B2B and B2C marketing strategies
Business to consumer (B2C) marketing strategies refer to situations where organizations promote their goods and services directly to customers by creating, advertising, and selling the commodities for people to use in their daily activities (Gummesson 7). on the other hand, business to business (B2B) marketing strategies include the process businesses market their products to other firms for use in the manufacture of other goods used in general business operations or to be sold to the end-user. B2B marketing often relies on buying decisions driven by logical processes, whereas B2C marketing is based on purchasing decisions driven by emotion.
Both B2B and B2C are significant in creating relationships in the business world, although they differ regarding the type of connection they build. B2B leads to developing more personal relationships useful in driving long-term business, while B2C concentrates on building transactional relationships since less time is spent on knowing the client (Aleshnikova et al. 11).

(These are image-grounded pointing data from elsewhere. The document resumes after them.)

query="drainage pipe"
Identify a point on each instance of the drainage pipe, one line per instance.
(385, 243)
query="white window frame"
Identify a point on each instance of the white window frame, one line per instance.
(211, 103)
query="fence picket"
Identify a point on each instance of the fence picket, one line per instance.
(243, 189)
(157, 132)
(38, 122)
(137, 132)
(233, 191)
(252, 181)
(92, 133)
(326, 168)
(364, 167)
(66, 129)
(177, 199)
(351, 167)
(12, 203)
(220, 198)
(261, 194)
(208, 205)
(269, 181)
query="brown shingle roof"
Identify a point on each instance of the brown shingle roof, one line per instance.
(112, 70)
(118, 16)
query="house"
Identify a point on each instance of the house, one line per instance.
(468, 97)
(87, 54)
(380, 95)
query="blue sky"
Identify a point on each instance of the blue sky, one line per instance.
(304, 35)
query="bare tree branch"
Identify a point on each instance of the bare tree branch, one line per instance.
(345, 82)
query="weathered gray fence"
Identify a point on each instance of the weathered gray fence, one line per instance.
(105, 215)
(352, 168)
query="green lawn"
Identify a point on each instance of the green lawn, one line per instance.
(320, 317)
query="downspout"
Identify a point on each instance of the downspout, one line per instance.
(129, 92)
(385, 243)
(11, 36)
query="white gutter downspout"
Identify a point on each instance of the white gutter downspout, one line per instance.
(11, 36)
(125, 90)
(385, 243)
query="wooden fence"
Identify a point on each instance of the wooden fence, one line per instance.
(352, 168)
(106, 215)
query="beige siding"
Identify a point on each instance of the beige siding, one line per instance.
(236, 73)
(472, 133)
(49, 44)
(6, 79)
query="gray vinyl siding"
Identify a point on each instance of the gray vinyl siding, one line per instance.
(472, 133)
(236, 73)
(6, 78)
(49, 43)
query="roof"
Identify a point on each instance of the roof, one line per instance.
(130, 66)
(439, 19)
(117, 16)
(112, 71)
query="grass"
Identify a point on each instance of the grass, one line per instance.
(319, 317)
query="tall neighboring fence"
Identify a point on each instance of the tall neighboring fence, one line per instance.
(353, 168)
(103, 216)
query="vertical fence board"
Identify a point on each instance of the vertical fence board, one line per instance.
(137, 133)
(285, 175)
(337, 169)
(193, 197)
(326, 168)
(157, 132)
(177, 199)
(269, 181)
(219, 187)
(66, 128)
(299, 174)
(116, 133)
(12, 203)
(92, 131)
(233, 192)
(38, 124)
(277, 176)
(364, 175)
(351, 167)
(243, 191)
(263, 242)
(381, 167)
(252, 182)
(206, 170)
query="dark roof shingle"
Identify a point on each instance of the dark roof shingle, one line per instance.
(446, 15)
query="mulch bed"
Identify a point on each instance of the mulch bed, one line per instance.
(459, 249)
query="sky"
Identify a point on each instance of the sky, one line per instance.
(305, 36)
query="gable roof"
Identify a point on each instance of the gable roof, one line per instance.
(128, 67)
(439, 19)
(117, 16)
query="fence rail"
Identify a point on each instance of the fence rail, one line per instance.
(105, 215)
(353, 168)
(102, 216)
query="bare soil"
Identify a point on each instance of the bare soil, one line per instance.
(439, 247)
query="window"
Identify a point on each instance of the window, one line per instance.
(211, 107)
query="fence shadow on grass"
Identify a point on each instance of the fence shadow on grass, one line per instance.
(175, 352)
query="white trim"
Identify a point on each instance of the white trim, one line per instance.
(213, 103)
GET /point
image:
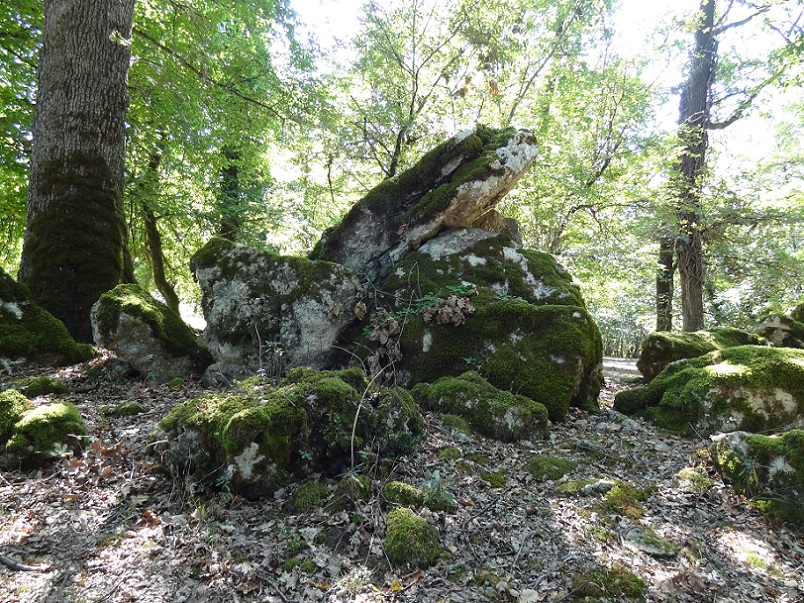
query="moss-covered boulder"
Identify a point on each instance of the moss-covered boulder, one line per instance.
(471, 299)
(147, 334)
(260, 436)
(269, 312)
(490, 411)
(767, 469)
(454, 185)
(783, 330)
(410, 542)
(750, 388)
(662, 347)
(40, 430)
(29, 332)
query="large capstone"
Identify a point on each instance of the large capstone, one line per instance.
(270, 313)
(455, 185)
(30, 333)
(473, 300)
(744, 388)
(147, 334)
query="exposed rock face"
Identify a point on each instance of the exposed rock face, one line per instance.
(471, 299)
(455, 185)
(745, 388)
(261, 437)
(769, 469)
(147, 334)
(661, 348)
(269, 312)
(30, 333)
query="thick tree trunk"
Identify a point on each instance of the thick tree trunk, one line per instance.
(664, 286)
(75, 232)
(694, 115)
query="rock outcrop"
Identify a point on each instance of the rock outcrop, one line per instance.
(745, 388)
(271, 313)
(147, 334)
(455, 185)
(30, 333)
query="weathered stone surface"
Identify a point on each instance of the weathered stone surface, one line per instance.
(260, 437)
(661, 348)
(30, 333)
(748, 388)
(769, 469)
(782, 331)
(455, 185)
(147, 334)
(269, 312)
(471, 299)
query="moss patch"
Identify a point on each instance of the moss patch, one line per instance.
(490, 411)
(410, 542)
(751, 388)
(28, 331)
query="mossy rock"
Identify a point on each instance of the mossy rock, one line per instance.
(13, 405)
(751, 388)
(271, 313)
(39, 386)
(550, 467)
(410, 542)
(767, 469)
(403, 494)
(453, 185)
(478, 302)
(662, 347)
(783, 331)
(261, 437)
(28, 331)
(492, 412)
(38, 432)
(147, 334)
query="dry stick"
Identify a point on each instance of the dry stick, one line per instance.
(21, 567)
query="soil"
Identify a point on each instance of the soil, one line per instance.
(110, 526)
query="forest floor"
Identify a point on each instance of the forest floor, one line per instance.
(109, 527)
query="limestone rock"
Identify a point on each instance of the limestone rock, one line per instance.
(769, 469)
(260, 436)
(750, 388)
(269, 312)
(661, 347)
(455, 185)
(147, 334)
(471, 299)
(30, 333)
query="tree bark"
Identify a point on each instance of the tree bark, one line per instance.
(75, 232)
(694, 115)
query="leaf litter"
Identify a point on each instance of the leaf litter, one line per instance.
(109, 527)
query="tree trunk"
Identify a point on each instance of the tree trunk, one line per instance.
(664, 286)
(694, 115)
(75, 231)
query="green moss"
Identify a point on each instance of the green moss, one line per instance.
(449, 453)
(491, 412)
(28, 331)
(550, 468)
(87, 245)
(309, 496)
(39, 386)
(615, 583)
(410, 542)
(661, 347)
(36, 433)
(750, 388)
(166, 325)
(403, 494)
(13, 405)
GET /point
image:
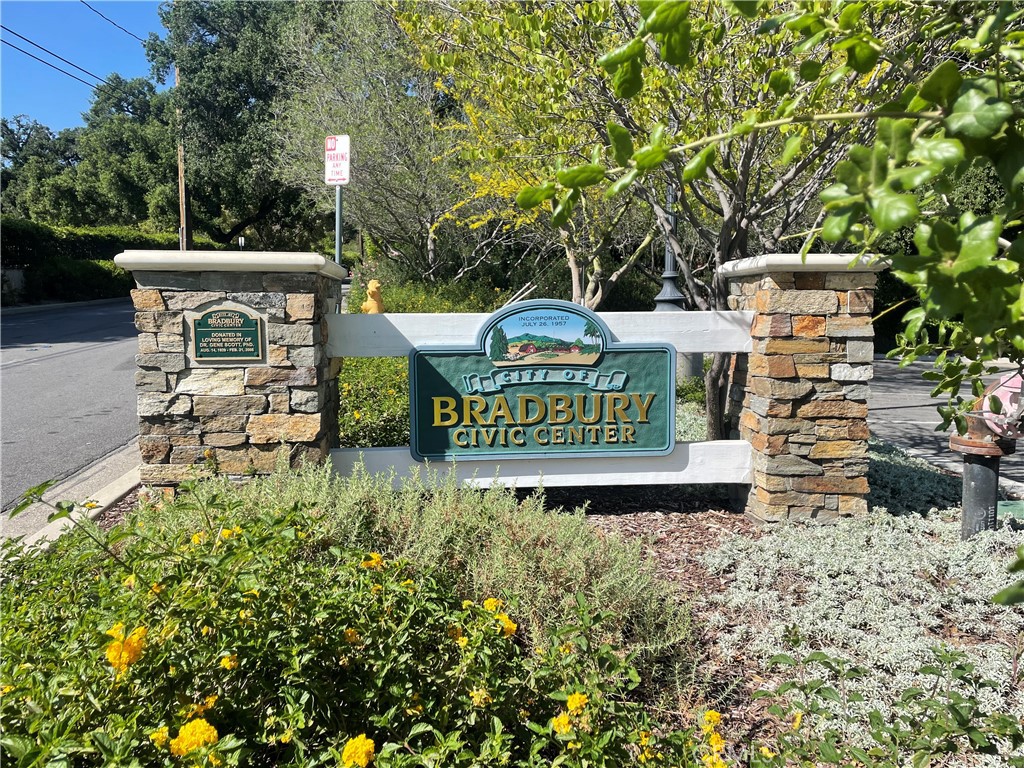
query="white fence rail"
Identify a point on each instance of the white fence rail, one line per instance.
(397, 335)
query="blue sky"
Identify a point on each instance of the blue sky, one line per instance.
(71, 30)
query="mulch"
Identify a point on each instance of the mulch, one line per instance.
(676, 525)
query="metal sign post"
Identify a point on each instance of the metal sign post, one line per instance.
(336, 157)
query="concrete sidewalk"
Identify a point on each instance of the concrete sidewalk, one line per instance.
(902, 412)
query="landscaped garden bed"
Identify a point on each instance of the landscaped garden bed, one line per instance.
(297, 619)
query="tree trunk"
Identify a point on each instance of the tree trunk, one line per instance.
(715, 382)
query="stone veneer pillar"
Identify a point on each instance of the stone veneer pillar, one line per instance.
(800, 397)
(241, 418)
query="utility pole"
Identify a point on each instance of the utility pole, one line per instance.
(184, 207)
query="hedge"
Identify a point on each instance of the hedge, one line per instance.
(26, 244)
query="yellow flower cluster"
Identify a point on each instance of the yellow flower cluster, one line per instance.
(507, 625)
(194, 735)
(159, 737)
(576, 702)
(480, 697)
(373, 561)
(123, 651)
(709, 725)
(358, 752)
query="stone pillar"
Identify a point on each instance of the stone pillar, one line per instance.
(199, 413)
(800, 398)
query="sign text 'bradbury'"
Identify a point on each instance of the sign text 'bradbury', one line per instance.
(223, 334)
(543, 380)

B2B marketing focuses on branding, which is considered crucial than in B2C marketing, and developed through useful relationships. The decision-making process in B2B requires keeping more open communication between the different organizations to reach an agreement, whereas B2C requires simplifying the process and creating a message that offers a customer the need to purchase a good.
Despite the differences, both B2B and B2C marketing strategies converge due to the advancements in technology today. Marketing is done mostly on the internet, particularly social media sites like Facebook (Iankova et al. 170). With increased access to consumer information and more reliance on consumer decision-making’s social experiences, both methods are converging concerning audience behaviors and the marketing techniques employed to reach them. Consumers also get to know the businesses even before the businesses study them.